Lake Superior is the largest, deepest, and oldest of the five. It fueled the growth of industry and transportation in otherwise remote communities of northern Minnesota, and connects the United States and Canada. It’s an incredibly important environmental, cultural, and economic resource.
As far back as 800 A.D, long before the colonization of what is now America, the ancestors of the present day Chippewa (Ojibwe) people lived on the shores of Lake Superior. The Ojibwe name for Fond du Lac, a band of the Lake Superior Chippewa, is “Nagaajiwanaang” which means “where the water stops” — similar to the French translation “the foot, or the bottom, of the lake.” The Fond du Lac Reservation in Duluth, Minnesota was established in 1854 and today includes over 4,200 members.
The Saint Louis estuary, where the Saint Louis River meets Lake Superior, used to sustain 2,000 to 3,000 acres of wild rice. Wild rice was one of the most important sources of food for the Ojibwe people, and remains an integral source of cultural heritage.
Unfortunately, as result of historical industrial operations along the St. Louis River, numerous hazardous chemicals were released into the environment. Activities at the site have included coking plants, tar and chemical companies, the production of pig iron, and meat-packing.
The contaminated sediments had long lasting negative impacts on the freshwater environment. Fish, invertebrates, and aquatic plants were damaged. Recreational fishing and swimming were discouraged for human health concerns. Wild rice in the estuary was almost wiped out.
But the story doesn’t end here. In 1983 the Saint Louis River/Interlake/ Duluth Tar site was listed as a Superfund site on the National Priorities List. NOAA and other trustees, including the Fond du Lac Band, came together to undertake a Natural Resource Damage Assessment and draft restoration plans.
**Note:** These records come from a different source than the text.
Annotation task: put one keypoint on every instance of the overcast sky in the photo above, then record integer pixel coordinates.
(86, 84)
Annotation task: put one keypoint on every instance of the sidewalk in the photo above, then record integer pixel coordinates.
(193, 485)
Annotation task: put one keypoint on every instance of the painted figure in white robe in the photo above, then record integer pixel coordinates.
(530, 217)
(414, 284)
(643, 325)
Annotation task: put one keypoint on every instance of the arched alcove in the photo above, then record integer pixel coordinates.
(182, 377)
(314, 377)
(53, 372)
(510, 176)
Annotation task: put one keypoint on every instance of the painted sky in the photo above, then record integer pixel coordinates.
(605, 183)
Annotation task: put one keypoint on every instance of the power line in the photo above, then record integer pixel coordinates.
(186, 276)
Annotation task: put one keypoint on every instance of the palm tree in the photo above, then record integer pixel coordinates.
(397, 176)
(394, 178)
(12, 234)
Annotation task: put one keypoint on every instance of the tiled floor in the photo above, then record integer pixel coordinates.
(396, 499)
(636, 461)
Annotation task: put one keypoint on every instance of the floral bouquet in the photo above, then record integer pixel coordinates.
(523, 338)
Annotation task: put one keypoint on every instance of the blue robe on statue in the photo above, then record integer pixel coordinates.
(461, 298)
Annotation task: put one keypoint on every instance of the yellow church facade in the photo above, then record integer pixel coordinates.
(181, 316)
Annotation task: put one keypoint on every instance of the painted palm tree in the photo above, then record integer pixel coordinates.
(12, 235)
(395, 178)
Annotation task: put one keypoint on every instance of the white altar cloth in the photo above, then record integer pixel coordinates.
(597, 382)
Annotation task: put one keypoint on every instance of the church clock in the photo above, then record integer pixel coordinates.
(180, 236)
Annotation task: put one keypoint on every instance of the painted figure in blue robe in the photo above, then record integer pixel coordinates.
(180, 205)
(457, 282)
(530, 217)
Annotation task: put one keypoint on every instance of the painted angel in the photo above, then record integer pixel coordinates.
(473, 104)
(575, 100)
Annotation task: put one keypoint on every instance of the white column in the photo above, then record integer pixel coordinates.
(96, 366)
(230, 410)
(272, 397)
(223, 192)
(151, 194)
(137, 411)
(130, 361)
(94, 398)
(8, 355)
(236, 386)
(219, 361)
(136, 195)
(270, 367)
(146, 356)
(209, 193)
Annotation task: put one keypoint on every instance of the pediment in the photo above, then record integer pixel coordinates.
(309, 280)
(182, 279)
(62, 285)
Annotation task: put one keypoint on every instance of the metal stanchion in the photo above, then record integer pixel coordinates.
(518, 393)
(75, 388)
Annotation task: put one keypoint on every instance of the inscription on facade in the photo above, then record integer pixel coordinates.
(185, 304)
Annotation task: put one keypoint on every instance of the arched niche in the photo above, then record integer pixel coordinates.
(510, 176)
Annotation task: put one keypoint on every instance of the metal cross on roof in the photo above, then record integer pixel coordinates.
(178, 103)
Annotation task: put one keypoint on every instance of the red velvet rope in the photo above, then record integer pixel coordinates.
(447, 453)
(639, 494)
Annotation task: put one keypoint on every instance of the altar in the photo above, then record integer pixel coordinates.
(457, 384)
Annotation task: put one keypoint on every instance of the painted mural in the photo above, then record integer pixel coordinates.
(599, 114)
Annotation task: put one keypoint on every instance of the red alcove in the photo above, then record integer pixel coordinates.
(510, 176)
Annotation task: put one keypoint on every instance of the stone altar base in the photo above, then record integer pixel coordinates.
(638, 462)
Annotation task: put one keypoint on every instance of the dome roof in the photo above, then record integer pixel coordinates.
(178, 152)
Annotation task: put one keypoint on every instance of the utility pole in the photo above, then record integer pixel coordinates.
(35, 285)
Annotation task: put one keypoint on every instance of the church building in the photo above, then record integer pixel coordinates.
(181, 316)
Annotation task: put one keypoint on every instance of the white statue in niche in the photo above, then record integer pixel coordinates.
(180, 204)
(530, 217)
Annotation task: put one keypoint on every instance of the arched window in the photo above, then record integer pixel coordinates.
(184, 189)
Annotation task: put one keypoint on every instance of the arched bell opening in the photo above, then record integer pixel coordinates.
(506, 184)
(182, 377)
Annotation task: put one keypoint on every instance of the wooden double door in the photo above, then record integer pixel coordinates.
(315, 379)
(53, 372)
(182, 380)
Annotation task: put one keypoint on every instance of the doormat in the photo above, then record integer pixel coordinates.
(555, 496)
On Nov. 16, 2017 the $8.2 million settlement to restore injuries to natural resources was approved by the U.S. District Court – District of Minnesota. Among the restoration projects is $332,000 allocated to enhance wild rice stands within the estuary.
This money will go towards hiring knowledgeable personal to remove invasive aquatic vegetation that competes with wild rice, and work on projects that reduce sediment runoff and improve water quality.
Part of the sum will also go toward establishing a seed bank. By preserving heritage strains of wild rice in carefully monitored conditions, it will ensure that the bank is a long-term seed source. This will not only ensure a reserve of seed for the Fond du Lac band, but will allow for other Native People across the Great Lakes Region to benefit from this ecological and cultural resource.
In addition, $30,000 will go to cultural education opportunities for local communities in and around Duluth. A series of informational posters, to be displayed adjacent to wild rice restoration locations, is in the works. This will help communicate both the importance of wild rice to the health of the St. Louis River estuary, and the cultural traditions of the Fond du Lac Band.
The Great Lakes and the people who inhabit them are incredibly linked, natural history merging with cultural history. To truly restore the Saint Louis Interlake both the ecosystem and the awareness of the cultural importance of wild rice must be targeted.
With these funds comes the opportunity for wild rice to return to the Saint Louis Interlake, and for the Fond Du Lac Band to sow seeds of change within their community. To inspire a new generation of people who care for Lake Superior and the waters that surround it.